Insgesamt gibt es hier im Haus vier Intensiv-Stationen, die von Anästhesisten geleitet werden. Die Allgemeine Intensiv, die Kinderintensiv, eine Neuro-(chirurg.) Intensiv und eine Gefäß- und Thorax-Chirurgische Intensiv. Des Weiteren gibt es ein Schmerz-Zentrum für Patienten mit chronischen Schmerzen.  Denn auch das übernehmen hier, wie auch in Deutschland, die Anästhesisten. Hier kümmern wir uns allerdings auch um psychosomatische Aspekte der Schmerzen, weil es in Dänemark keine Fachrichtung Psychosomatik gibt. 

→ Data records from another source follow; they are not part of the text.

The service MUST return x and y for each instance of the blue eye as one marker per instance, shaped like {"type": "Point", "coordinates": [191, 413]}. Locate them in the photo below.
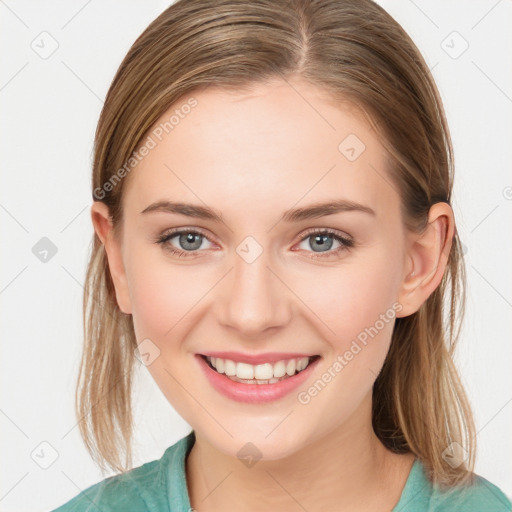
{"type": "Point", "coordinates": [191, 240]}
{"type": "Point", "coordinates": [322, 239]}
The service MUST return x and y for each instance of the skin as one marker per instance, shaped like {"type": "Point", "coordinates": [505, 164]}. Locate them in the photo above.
{"type": "Point", "coordinates": [276, 146]}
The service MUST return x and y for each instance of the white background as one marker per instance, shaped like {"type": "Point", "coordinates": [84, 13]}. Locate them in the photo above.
{"type": "Point", "coordinates": [50, 108]}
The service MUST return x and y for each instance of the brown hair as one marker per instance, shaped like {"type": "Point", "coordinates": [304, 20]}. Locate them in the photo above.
{"type": "Point", "coordinates": [355, 51]}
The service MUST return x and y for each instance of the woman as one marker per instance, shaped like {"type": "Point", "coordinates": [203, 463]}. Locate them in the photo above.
{"type": "Point", "coordinates": [274, 241]}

Internistischer Schockraum

Da ich im orthopädischen Operationsgang anfing, hatte ich ab der ersten Woche tagsüber das Dienst-Telefon. Hier ist man tagsüber verantwortlich dafür die kritisch erkrankten Patienten in der Notaufnahme in Zusammenarbeit mit den Medizinern aufzunehmen, quasi ein internistischer Schockraum. Diagnostik fahren und mit dem Diensthabenden auf Intensiv zusammen entscheiden in wie weit dieser Patient Intensiv-Kandidat ist, da man als anästhesiologische Diensthabende oft nur dazu gerufen wird, wenn die Patienten respiratorische oder zirkulatorische Probleme haben. Und so steht man da plötzlich und nimmt einen Patienten entgegen, den man früher mit Erleichterung abgegeben hat. Aber man hat zum Glück schon Erfahrung mit der Behandlung solcher Patienten und so kann man sich auf die neuen Dinge konzentrieren. 

Meine Reise innerhalb der Uniklinik gleicht einem Facharzt-Karussell, da man nur kurz in den einzelnen Abschnitten verweilt. Die ersten 6 Monate starte ich mit je 2 Monaten in der Orthopädie/Unfallchirurgie, danach geht es in der HNO/Augen/Plastik-Chirurgie weiter, um dann mit 2 Monaten Gynäkologie abzuschließen. Darauf folgen 4 Monate Neurochirurgie inkl. neurochirurgischer Intensiv. Dann 6 Monate allgemein Intensiv, worauf 4 Monate Thorax-und Gefäß-Chirurgie inkl. thoraxchir. Intensiv  folgen und ich persönlich schließe dann mit 4 Monaten Abdominal-Chirurgie ab, in denen nochmal 4 Wochen ein Fokus auf Kinderanästhesie gelegt wird. Nach diesen intensiven 2 Jahren geht es dann wieder zurück an mein peripheres Haus.